You’re surprised by this aggression because on an average day you do not behave in this way. Where does this aggression come from?

At the root of who we are, we are all hunters, gathers, warriors and nurturers. We have primitive instincts that are constrained because we live in a civilized society. Our natural urges prompt us to react instinctively when we feel we are threatened or in danger. This is why we hear stories of mother’s exhibiting supernatural strength to rescue their children who are in danger.
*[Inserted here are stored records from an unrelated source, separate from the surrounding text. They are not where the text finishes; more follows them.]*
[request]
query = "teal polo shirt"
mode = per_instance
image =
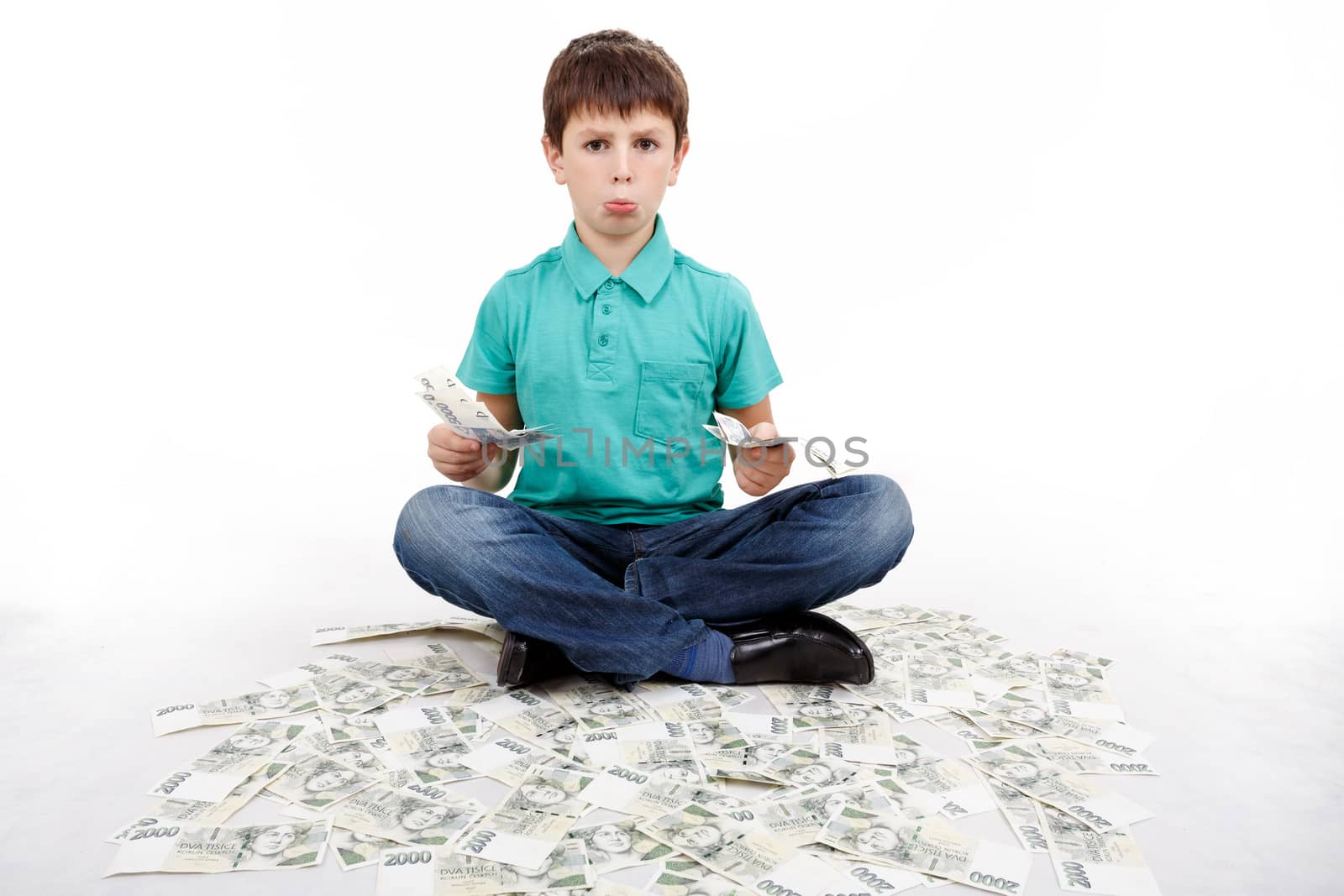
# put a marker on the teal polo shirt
(625, 369)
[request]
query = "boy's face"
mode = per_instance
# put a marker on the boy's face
(608, 157)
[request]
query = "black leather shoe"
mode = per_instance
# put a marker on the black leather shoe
(528, 660)
(797, 647)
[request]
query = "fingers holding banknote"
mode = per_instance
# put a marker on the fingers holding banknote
(459, 457)
(759, 469)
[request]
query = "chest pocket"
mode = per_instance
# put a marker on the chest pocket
(669, 401)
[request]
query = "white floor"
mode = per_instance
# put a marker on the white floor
(1236, 687)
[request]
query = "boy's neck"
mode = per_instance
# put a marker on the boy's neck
(615, 251)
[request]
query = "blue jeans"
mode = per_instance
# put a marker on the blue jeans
(625, 600)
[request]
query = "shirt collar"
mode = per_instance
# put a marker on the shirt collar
(645, 275)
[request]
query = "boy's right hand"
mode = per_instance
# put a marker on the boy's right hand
(457, 457)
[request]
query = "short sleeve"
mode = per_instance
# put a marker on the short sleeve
(488, 362)
(746, 369)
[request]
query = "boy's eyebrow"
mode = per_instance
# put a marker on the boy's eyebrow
(647, 132)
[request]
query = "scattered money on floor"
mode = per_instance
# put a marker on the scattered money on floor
(362, 754)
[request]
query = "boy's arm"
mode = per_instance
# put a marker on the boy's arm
(759, 469)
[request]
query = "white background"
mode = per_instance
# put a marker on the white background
(1073, 269)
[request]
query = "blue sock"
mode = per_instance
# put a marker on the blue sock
(706, 660)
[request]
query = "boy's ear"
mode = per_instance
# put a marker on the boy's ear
(553, 159)
(676, 160)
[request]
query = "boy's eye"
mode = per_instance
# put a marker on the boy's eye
(640, 143)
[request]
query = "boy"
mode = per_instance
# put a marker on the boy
(613, 553)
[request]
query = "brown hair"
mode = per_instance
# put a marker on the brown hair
(609, 71)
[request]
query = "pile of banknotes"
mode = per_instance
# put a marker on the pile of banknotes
(444, 394)
(703, 789)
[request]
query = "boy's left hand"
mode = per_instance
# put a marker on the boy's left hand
(759, 470)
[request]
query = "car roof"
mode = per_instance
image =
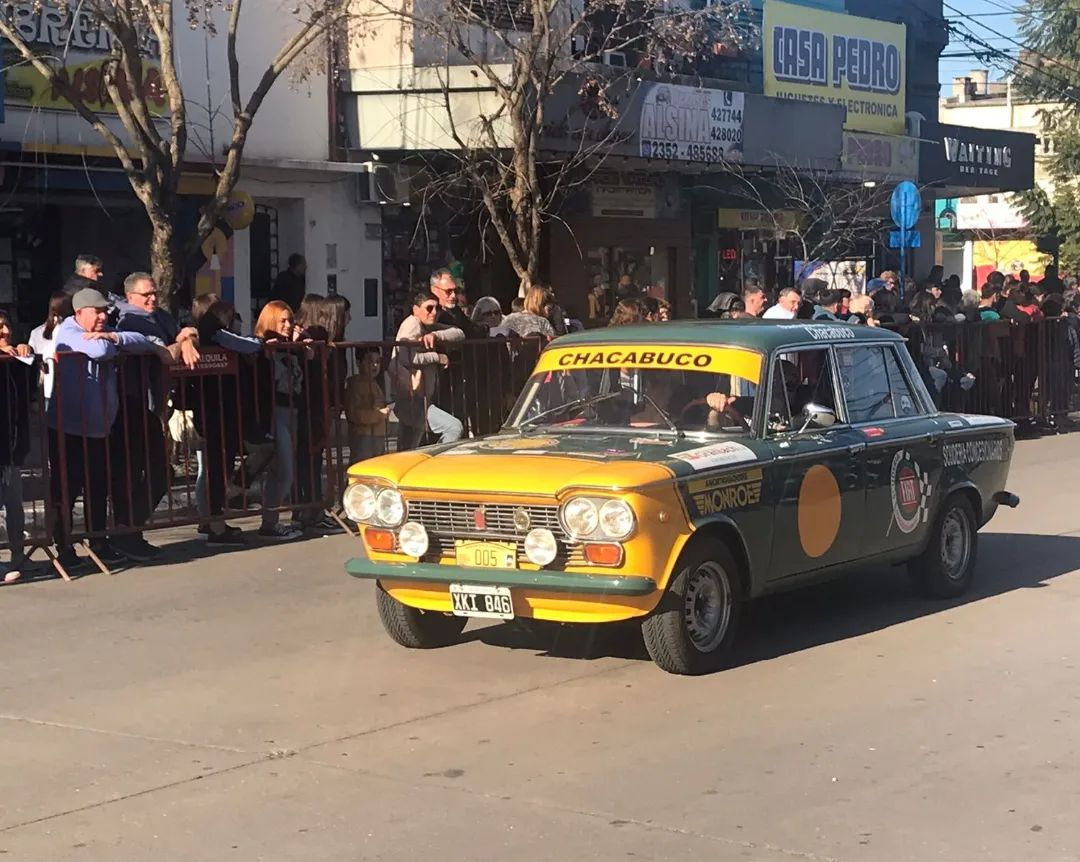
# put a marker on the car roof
(760, 335)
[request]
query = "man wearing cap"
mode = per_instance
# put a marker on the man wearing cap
(80, 418)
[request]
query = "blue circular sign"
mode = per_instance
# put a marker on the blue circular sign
(906, 204)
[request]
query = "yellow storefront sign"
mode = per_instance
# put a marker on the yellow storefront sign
(688, 358)
(26, 86)
(812, 55)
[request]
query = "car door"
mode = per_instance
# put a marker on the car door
(902, 456)
(817, 472)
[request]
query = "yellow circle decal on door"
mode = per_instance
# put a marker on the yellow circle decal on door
(819, 511)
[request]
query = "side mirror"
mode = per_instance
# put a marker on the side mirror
(817, 416)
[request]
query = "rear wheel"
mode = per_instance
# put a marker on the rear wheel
(417, 629)
(696, 622)
(947, 567)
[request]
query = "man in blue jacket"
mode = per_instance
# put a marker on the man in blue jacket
(139, 461)
(80, 418)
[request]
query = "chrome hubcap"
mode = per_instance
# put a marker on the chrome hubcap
(956, 544)
(706, 606)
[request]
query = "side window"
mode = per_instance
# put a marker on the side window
(799, 378)
(904, 400)
(866, 385)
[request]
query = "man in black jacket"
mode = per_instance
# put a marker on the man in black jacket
(17, 382)
(291, 283)
(459, 391)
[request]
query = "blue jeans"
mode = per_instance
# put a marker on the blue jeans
(364, 446)
(279, 482)
(445, 427)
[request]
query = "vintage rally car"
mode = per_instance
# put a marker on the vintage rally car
(669, 473)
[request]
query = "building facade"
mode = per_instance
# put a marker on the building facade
(986, 230)
(64, 191)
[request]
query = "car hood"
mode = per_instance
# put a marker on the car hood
(543, 465)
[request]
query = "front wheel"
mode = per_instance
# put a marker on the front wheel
(417, 629)
(694, 624)
(947, 567)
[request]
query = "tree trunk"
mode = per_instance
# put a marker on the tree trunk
(164, 258)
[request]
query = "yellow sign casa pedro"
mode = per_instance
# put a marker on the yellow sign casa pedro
(689, 358)
(839, 59)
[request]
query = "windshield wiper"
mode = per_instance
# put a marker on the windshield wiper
(589, 400)
(663, 414)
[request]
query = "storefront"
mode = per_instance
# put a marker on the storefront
(971, 172)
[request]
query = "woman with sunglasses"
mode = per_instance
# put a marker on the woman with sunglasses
(415, 373)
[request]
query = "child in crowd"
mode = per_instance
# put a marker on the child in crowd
(365, 407)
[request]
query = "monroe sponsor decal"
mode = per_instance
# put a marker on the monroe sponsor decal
(910, 493)
(974, 452)
(716, 455)
(733, 490)
(683, 358)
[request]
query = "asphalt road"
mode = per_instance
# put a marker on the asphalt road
(247, 706)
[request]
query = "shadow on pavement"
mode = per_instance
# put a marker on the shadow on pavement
(863, 602)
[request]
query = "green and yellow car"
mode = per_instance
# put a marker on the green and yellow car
(671, 473)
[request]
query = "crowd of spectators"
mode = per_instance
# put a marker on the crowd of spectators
(450, 373)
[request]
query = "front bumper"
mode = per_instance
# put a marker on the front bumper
(534, 581)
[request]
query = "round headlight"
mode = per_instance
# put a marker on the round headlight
(359, 502)
(540, 547)
(580, 517)
(390, 508)
(413, 539)
(617, 520)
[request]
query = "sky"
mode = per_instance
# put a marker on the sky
(980, 17)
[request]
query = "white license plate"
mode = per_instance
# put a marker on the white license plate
(493, 603)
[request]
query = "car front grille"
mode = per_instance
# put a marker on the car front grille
(447, 521)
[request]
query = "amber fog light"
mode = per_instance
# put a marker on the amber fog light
(604, 554)
(379, 539)
(540, 547)
(413, 539)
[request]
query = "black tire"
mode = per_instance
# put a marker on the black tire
(946, 568)
(682, 634)
(417, 629)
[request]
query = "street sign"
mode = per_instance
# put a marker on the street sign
(906, 204)
(896, 239)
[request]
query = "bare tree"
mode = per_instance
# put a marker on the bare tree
(829, 214)
(152, 148)
(515, 156)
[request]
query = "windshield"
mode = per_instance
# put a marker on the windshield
(663, 388)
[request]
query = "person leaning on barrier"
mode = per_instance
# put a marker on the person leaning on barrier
(137, 446)
(415, 373)
(43, 339)
(220, 404)
(80, 418)
(16, 386)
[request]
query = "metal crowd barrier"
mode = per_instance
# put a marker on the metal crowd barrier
(239, 435)
(1023, 372)
(235, 436)
(25, 498)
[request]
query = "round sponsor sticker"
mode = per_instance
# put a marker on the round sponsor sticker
(910, 492)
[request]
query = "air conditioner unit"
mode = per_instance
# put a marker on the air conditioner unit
(382, 184)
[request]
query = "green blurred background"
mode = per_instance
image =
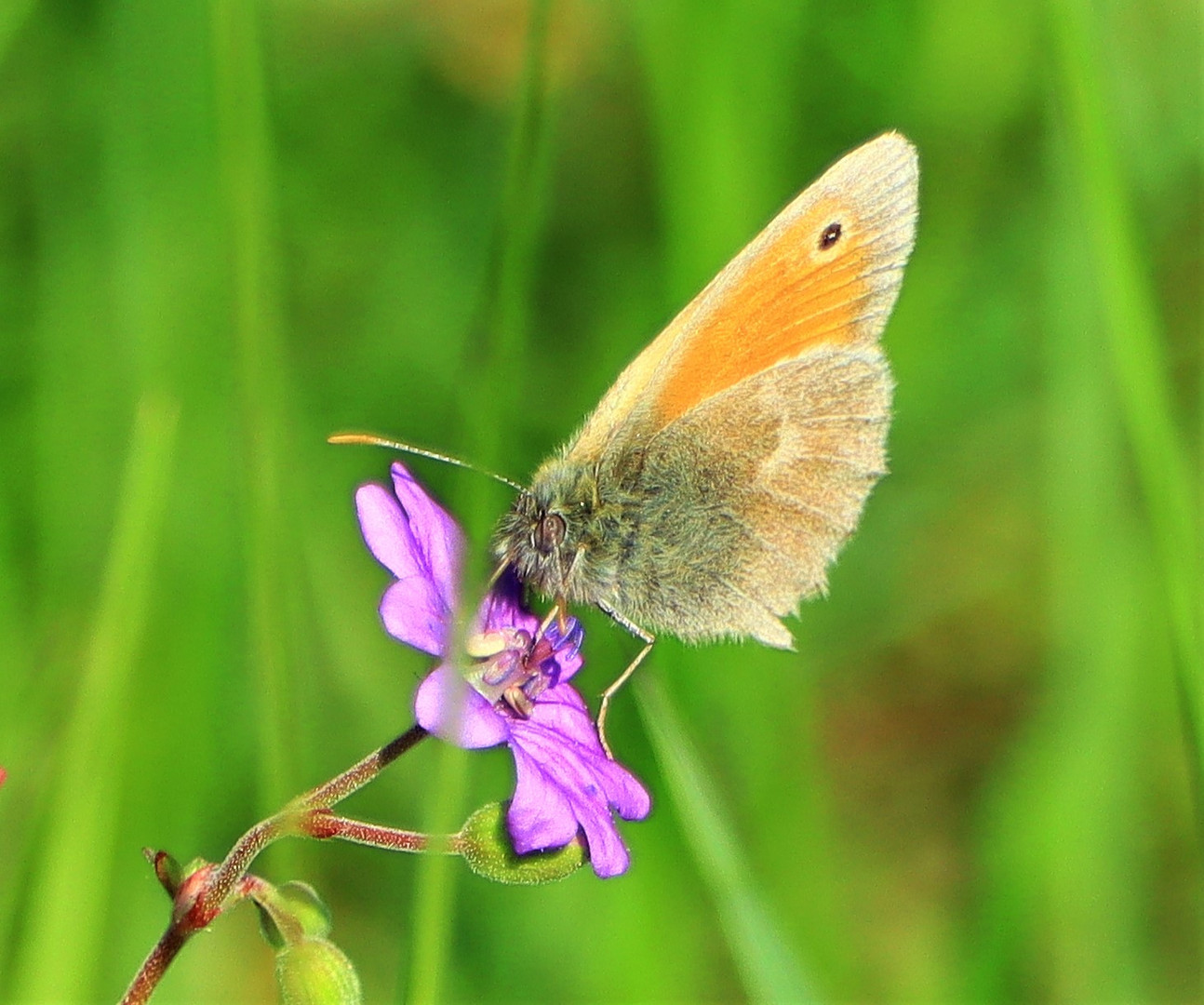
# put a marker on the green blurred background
(230, 229)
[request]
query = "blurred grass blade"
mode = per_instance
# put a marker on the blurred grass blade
(495, 354)
(766, 963)
(1138, 352)
(13, 15)
(246, 170)
(61, 951)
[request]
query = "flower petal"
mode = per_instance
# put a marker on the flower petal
(572, 771)
(414, 614)
(436, 533)
(385, 529)
(502, 607)
(449, 708)
(541, 816)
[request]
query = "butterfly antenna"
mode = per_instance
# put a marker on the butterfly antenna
(372, 439)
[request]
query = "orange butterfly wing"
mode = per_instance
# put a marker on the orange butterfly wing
(826, 271)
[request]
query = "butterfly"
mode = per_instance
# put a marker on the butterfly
(714, 484)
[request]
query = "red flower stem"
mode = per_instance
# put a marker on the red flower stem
(289, 820)
(229, 882)
(155, 965)
(326, 825)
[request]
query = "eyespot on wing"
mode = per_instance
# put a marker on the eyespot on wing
(826, 271)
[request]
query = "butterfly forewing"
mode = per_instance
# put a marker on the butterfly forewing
(753, 429)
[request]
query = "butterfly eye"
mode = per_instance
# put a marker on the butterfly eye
(551, 533)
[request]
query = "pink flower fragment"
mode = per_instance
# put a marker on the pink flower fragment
(565, 782)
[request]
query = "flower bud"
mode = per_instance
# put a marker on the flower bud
(316, 972)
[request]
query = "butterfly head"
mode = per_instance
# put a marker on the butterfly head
(552, 529)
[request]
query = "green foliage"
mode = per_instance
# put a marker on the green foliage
(314, 972)
(291, 913)
(486, 845)
(228, 230)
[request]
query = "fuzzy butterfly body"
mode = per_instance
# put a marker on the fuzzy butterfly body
(717, 478)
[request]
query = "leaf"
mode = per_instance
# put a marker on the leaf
(487, 848)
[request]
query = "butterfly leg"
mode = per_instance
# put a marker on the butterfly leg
(648, 639)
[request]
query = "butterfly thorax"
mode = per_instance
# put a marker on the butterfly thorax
(562, 537)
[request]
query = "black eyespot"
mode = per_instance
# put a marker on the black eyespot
(830, 236)
(551, 533)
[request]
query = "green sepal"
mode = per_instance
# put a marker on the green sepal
(487, 848)
(291, 914)
(315, 972)
(167, 869)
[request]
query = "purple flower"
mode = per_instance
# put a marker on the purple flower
(518, 691)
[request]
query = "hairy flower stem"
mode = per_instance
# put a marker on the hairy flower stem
(324, 825)
(308, 815)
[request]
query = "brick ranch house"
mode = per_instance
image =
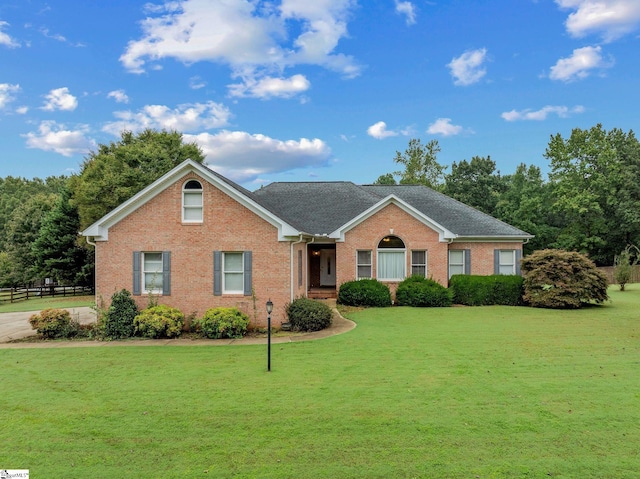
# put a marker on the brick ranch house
(197, 240)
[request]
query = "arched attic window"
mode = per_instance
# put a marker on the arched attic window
(392, 259)
(192, 202)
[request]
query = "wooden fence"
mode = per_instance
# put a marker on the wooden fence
(635, 274)
(13, 295)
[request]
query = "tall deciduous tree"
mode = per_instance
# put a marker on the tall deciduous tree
(596, 179)
(476, 183)
(420, 164)
(117, 171)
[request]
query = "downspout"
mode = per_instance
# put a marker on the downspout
(291, 275)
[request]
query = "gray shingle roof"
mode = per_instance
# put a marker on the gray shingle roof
(323, 207)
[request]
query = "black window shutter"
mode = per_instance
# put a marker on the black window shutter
(247, 273)
(137, 272)
(217, 273)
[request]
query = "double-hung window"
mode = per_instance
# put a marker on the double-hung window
(419, 263)
(232, 273)
(363, 264)
(192, 202)
(391, 259)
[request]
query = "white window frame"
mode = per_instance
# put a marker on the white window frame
(383, 251)
(226, 272)
(511, 263)
(458, 264)
(192, 192)
(364, 265)
(419, 265)
(157, 272)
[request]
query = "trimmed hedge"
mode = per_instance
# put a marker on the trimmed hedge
(472, 290)
(308, 315)
(364, 292)
(422, 292)
(159, 322)
(223, 323)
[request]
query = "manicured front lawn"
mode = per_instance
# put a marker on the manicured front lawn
(488, 392)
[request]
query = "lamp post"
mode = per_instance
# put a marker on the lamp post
(269, 309)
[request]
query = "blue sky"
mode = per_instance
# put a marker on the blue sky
(301, 90)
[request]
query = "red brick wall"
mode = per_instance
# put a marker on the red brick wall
(227, 226)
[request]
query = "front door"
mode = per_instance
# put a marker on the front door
(328, 267)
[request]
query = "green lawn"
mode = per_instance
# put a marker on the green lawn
(48, 302)
(487, 392)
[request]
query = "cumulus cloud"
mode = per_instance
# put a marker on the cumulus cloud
(611, 19)
(243, 157)
(579, 64)
(407, 9)
(468, 69)
(5, 39)
(60, 99)
(186, 117)
(119, 96)
(7, 93)
(542, 113)
(255, 39)
(52, 136)
(269, 87)
(443, 126)
(379, 131)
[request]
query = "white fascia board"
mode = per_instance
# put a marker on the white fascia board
(100, 229)
(444, 234)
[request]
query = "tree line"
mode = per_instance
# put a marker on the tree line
(589, 203)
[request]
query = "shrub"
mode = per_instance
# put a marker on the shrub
(119, 318)
(562, 279)
(364, 292)
(422, 292)
(473, 290)
(54, 323)
(308, 315)
(159, 322)
(223, 323)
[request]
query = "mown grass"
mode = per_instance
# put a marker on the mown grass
(487, 392)
(38, 304)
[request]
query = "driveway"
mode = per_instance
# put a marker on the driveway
(16, 325)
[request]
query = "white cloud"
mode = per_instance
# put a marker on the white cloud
(243, 157)
(612, 19)
(60, 99)
(542, 113)
(407, 9)
(253, 38)
(379, 131)
(579, 65)
(7, 93)
(52, 136)
(186, 117)
(268, 87)
(443, 126)
(5, 39)
(119, 96)
(467, 68)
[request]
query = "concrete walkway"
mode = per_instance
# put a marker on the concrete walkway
(16, 326)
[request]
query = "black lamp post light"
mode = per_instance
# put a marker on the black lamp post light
(269, 309)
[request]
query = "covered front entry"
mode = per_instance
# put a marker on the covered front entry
(322, 271)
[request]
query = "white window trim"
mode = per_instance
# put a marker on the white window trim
(457, 264)
(224, 273)
(370, 264)
(192, 207)
(158, 273)
(391, 250)
(512, 264)
(426, 260)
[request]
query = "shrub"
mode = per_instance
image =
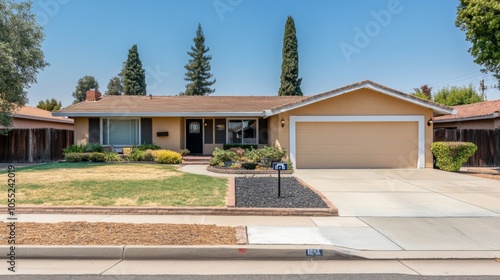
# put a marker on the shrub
(144, 147)
(184, 152)
(136, 155)
(77, 157)
(149, 155)
(168, 157)
(242, 146)
(97, 157)
(239, 151)
(249, 165)
(451, 155)
(93, 147)
(74, 149)
(219, 156)
(112, 157)
(266, 156)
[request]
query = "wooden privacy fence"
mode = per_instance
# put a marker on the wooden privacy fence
(487, 141)
(34, 145)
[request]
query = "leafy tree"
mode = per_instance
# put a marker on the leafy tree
(134, 76)
(423, 92)
(84, 84)
(21, 56)
(453, 96)
(198, 68)
(49, 105)
(290, 81)
(480, 19)
(115, 86)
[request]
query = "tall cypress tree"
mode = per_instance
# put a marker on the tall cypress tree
(290, 81)
(134, 76)
(198, 68)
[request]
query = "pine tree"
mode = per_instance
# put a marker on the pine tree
(49, 105)
(115, 86)
(198, 68)
(134, 76)
(84, 84)
(290, 81)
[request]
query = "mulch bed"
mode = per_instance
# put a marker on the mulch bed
(262, 192)
(85, 233)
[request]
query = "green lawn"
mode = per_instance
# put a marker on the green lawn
(116, 184)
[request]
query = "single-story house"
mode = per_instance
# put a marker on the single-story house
(362, 125)
(481, 115)
(32, 117)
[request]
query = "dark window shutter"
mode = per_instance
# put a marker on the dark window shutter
(94, 130)
(263, 131)
(209, 131)
(146, 131)
(220, 131)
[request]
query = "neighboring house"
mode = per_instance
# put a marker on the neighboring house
(362, 125)
(32, 117)
(482, 115)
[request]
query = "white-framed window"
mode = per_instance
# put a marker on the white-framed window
(242, 131)
(120, 132)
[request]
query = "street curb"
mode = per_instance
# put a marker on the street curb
(231, 252)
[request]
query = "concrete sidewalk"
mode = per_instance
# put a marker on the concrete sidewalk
(290, 237)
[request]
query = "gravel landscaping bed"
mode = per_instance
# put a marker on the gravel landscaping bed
(263, 192)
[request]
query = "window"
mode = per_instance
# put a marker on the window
(242, 132)
(120, 132)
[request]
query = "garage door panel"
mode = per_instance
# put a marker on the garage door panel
(353, 161)
(349, 149)
(357, 145)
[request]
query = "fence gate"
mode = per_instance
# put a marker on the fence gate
(34, 145)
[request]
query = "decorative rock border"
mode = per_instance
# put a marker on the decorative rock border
(230, 209)
(246, 171)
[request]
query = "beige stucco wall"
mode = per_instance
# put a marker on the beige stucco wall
(81, 127)
(478, 124)
(361, 102)
(174, 126)
(27, 123)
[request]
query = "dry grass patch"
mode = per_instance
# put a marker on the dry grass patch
(85, 233)
(119, 184)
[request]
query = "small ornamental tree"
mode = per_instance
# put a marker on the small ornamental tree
(290, 81)
(134, 76)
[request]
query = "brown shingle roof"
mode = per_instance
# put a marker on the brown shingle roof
(220, 105)
(180, 104)
(477, 110)
(28, 112)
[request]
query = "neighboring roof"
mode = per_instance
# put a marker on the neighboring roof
(476, 111)
(224, 106)
(33, 113)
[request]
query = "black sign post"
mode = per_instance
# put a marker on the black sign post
(280, 166)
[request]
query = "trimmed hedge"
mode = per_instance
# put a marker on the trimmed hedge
(243, 146)
(168, 157)
(451, 155)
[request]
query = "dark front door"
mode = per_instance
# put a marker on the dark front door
(194, 136)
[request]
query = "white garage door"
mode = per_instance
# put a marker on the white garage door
(356, 144)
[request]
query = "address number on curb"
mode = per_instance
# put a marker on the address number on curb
(314, 252)
(280, 166)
The natural aggression that we feel when we experience the stressors of life are instinctual and we can not turn them off because this is our body’s natural way of preparing us to fight off predators or enemies in the wild.

In modern society, there are no predators or wild animals to kill, so we react with this same aggression during simple activities like driving or when we are dealing with gossiping co workers at work.

Get Rid of Road Rage by:

1) Understanding that when we are driving, whatever it is that another driver did to upset us has already happened. Your screaming and yelling will not help the situation or change it. It will most often trigger the natural aggressive reaction from the other party. Relax. Breathe in. Breathe out. Adjust your driving pattern and move forward. You are still on the way to your destination and that is what matters most.

2) Becoming involved in a physical activity like a sport or an exercise group. Your urge to react aggressively can be channeled into an activity that is beneficial to your body. This can also become beneficial to your wallet if you dedicate enough time to fine tuning your performance and become a leader or teacher in your activity.

3) Understanding that every single day we are moving closer to our deaths. If other drivers want to rush to this final destination, allow it. By allowing them to affect you in a negative way which may push you to react in an aggressive manner, you are joining them in their race to the finish line.

4) Understanding that their actions are not a personal attack against you. You may be reacting to another situation in your life that you feel you have no control over. You are displacing your anger over your circumstance onto your interactions with people who are not involved in the situation. The world is not out to get you. You can relax and react passively, allowing the people and situations around you to be chaotic if they must. You do not have to join them.